介護施設での機能改善の仕事を志したが、一般的なデイサービス事業は要介護認定の高齢者を対象としたレクリエーションや食事が中心の3時間コースがほとんど。「もっと軽い要支援認定の方に1時間30分コースを提供する施設が幸区にはなく、それなら自分で作ろうと思いました」(中村社長)。24年に会社を設立、施設の開設準備を進めてきた。
同施設の1時間30分コースは、まず参加者共通のオリジナル集団体操を10分、ゴム製「セラバンド」を使った運動を20分行う。残り1時間は参加者個人の状態に合わせ、膝が痛ければフィットネスバイクをこいで関節の可動域を広げるなど、いくつかのメニューを設定する。
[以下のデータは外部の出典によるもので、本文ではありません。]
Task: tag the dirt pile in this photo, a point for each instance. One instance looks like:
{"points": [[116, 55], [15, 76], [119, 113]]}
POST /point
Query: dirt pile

現在、利用者は週1回利用の要支援1認定者と、週2回の要支援2認定者を合わせ20人超、平均年齢は83歳という。
高齢者の間に「デイサービスはレクリエーションで長時間過ごすところ」とのイメージがあり、まだ元気な高齢者は利用しようとしないという。
そこで元気な高齢者にも興味を持ってもらい裾野を広げるため、一般向けの体操教室を始めた。
隔週土曜日に1時間、500円のワンコインで利用できる。さらに50代など下の世代向けに一般利用のスポーツジムとしてのメニューを用意し、企業向けに高齢社員の健康維持コースを作ることも検討しているという。